Norris paid $995 for the course, cosponsored by the Florida Medical Association and the Florida Osteopathic Medicine Association, and traveled to Miami over Thanksgiving weekend to take it. But even though he passed the final exam, he still doesn’t feel prepared to advise patients who’d like to try medical marijuana.
“The course has no dosing data. You go to the smallest amount possible and then work your way up,” Norris explained. “It’s like trying to prescribe St John’s wort instead of Prozac.” The lack of clear dosing guidelines also makes it difficult to determine whether a patient is misusing medical marijuana.
Further complicating matters, he said, is the fact that “you have no idea of the concentration of the active ingredients,” which vary depending on when and where the plant was grown, and, for edibles and other products containing marijuana, the manufacturing process.

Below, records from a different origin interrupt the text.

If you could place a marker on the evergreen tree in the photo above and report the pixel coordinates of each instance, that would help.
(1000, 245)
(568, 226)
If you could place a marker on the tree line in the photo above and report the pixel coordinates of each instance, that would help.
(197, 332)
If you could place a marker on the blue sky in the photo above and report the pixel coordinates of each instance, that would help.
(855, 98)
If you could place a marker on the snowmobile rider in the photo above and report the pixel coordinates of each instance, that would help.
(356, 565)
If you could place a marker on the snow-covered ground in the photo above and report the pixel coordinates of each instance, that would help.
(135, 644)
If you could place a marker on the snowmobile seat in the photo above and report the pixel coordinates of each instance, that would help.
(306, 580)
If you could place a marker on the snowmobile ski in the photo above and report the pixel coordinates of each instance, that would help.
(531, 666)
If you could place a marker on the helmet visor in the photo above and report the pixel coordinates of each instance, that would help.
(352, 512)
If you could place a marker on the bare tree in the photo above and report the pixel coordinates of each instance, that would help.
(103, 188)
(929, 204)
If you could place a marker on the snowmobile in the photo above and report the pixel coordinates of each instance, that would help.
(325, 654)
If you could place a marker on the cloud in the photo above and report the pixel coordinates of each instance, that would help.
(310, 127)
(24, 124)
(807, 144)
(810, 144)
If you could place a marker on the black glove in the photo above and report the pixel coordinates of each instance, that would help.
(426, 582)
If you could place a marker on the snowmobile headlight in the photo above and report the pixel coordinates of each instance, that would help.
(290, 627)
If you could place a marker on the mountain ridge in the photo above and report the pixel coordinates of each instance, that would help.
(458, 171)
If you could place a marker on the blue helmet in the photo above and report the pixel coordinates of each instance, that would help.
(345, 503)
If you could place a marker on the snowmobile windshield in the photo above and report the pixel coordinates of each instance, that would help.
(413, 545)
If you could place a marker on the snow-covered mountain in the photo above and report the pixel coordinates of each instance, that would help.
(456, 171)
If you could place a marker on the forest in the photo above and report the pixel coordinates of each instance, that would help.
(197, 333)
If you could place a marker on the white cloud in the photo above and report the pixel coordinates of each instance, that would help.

Norris’s complaints highlight the knowledge gaps physicians confront when it comes to medical marijuana, now legal in 28 states, the District of Columbia, Puerto Rico, and Guam. They didn’t learn about it in medical school, and, because it is not a US Food and Drug Administration–approved drug backed by randomized controlled trials, they can’t turn to the Physicians’ Desk Reference for information about dosage, indications, and contraindications. The federal Drug Enforcement Administration (DEA) still classifies marijuana as a schedule I drug, along with heroin and ecstasy, that has a high potential for abuse and no accepted medical use. As a result, studies of its therapeutic use are limited and physicians are prohibited from prescribing it.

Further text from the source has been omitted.